The Sporting Life

I think Frankenstein’s monster would make a great quarterback. For one, look at the arm on that guy. For two, while you’re wasting time trying to figure out how to tackle him, here comes old buddy Dracula to suck your blood.

In his book, My Prison Without Bars, the disgraced Pete Rose talks a lot about why he should be forgiven for sports betting and be allowed to enter the Hall of Fame. But in my book, I talk a lot about how we need a sport where monkeys and dolphins battle it out street fighter style to determine once and for all which one is the smartest. The point is, my book is better.

A lot of people think I would have a disadvantage when it comes to playing basketball because of my height. And they would be right, if it weren’t for the gun.

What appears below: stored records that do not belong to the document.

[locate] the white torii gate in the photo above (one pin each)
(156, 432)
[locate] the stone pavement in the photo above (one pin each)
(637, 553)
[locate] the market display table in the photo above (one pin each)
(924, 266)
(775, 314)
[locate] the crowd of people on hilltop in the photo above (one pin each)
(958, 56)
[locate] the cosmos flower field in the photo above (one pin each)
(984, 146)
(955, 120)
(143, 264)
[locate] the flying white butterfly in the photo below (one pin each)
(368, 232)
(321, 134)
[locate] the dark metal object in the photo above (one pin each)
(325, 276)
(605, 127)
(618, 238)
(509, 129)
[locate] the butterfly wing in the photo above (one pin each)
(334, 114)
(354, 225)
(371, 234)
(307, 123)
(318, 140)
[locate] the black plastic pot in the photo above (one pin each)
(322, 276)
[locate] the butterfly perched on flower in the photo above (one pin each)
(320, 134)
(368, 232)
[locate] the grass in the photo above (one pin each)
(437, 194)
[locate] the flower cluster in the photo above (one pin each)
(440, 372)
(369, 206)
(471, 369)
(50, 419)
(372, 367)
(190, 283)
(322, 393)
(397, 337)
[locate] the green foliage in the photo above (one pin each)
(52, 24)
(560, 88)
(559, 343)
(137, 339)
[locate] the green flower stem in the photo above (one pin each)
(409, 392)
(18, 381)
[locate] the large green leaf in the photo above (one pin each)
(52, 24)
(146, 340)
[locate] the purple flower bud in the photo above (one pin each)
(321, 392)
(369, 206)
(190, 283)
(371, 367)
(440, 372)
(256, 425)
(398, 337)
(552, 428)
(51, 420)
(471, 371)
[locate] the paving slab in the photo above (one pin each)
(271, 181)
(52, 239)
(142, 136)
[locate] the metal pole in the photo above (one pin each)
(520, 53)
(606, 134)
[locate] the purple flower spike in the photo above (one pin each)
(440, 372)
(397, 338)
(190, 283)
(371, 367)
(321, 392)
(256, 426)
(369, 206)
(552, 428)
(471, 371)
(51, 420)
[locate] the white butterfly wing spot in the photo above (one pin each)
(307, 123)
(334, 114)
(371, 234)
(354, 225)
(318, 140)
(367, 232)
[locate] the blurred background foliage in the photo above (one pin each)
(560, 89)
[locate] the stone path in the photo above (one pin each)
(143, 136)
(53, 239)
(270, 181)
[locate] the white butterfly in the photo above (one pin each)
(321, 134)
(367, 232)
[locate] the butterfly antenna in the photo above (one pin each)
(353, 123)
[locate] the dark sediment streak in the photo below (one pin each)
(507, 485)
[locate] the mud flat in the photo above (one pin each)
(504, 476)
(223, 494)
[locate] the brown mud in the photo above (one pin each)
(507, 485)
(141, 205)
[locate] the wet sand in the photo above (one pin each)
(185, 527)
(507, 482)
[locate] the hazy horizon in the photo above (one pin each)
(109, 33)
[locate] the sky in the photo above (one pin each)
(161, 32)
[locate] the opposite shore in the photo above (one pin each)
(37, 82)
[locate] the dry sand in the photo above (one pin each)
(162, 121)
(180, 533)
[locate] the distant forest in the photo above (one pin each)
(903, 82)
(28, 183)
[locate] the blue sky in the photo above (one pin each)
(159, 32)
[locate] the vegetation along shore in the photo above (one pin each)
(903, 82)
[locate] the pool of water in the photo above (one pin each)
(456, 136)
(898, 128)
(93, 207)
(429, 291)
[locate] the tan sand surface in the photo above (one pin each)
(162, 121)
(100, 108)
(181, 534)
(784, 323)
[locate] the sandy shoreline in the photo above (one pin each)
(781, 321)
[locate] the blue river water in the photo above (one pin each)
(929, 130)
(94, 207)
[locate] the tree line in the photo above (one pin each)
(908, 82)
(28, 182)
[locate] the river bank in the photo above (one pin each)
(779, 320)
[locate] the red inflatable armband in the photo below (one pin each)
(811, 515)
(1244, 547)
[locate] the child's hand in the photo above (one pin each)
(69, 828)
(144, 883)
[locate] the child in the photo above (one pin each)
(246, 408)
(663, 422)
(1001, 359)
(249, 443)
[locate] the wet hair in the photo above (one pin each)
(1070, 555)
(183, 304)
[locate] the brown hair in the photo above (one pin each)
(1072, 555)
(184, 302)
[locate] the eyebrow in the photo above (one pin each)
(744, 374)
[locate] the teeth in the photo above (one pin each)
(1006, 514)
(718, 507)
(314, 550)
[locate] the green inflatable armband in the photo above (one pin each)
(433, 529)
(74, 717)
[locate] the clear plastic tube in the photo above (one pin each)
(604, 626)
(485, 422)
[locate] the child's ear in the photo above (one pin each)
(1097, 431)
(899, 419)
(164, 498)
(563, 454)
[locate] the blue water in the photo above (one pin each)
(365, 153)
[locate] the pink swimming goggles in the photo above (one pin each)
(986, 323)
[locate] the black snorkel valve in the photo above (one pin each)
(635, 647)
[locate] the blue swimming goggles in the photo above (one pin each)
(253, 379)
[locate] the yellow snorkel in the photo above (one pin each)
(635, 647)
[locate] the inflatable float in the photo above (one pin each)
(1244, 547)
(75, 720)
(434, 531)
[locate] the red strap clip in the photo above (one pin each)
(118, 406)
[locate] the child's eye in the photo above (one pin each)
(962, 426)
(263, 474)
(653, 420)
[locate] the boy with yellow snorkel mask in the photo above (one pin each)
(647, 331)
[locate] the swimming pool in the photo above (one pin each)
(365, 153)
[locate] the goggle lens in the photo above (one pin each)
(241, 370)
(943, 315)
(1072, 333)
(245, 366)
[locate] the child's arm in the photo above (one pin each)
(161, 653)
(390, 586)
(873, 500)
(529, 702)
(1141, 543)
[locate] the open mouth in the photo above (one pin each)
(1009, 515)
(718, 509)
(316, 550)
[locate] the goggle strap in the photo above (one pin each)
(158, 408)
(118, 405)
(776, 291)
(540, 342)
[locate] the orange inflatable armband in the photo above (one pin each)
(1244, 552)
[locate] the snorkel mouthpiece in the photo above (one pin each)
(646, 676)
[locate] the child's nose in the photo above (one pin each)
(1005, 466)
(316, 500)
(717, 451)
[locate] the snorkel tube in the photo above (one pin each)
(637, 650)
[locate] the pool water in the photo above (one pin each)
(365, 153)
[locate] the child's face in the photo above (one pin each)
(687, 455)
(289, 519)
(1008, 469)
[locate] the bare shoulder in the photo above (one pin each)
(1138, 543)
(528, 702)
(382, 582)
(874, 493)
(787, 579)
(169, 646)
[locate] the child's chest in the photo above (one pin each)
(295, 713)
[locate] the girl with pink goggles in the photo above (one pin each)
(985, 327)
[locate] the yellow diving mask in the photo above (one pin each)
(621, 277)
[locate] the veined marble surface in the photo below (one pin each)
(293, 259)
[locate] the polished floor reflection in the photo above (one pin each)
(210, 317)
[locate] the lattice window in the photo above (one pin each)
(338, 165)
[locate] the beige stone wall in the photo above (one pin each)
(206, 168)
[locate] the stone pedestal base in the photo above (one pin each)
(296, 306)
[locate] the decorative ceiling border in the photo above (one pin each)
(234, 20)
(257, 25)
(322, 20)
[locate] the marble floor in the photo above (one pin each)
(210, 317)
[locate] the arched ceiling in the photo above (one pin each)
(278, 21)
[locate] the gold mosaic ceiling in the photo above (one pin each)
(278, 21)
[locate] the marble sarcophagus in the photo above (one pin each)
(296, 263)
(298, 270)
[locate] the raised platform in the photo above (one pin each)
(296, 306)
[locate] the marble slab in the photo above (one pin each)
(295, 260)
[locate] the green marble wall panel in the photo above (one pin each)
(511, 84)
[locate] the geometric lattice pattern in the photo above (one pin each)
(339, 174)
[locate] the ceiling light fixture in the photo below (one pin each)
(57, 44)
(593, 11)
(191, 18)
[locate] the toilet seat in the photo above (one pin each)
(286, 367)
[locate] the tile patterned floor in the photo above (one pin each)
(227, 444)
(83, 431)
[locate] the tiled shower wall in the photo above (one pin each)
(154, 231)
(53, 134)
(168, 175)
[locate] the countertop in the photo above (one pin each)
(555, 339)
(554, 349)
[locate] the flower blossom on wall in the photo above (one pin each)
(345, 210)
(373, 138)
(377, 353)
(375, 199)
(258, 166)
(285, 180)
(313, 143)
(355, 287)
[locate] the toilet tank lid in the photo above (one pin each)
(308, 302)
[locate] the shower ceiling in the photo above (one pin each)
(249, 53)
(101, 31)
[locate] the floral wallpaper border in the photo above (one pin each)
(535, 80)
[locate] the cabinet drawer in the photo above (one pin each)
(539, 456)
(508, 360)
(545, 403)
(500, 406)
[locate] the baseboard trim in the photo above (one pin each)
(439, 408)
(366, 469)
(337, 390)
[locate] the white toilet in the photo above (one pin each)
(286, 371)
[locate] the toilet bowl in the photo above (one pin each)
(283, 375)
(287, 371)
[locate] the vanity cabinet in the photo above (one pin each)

I’m not known to be a tennis pro, but this one time I really set the court on fire. Acing serves, working the baseline, killing the backhand – I really left my competition begging for mercy. It wasn’t until after the game that I found out I was in a court of law.

I think a way to make soccer more interesting would be to add wolverines.

If some guy tries to tell you that horseracing is the sport of kings, I think a clever way to answer is simply by saying “nay.” Because in horse language it means “I agree. Horses are superior to humans and I am proud to serve them.” You know, in case those paranoid horse kings are spying on us.

Pretty much every one I ask agrees with me when I call running a sport. But this cop I met one time was pretty adamant about calling it “evading arrest.”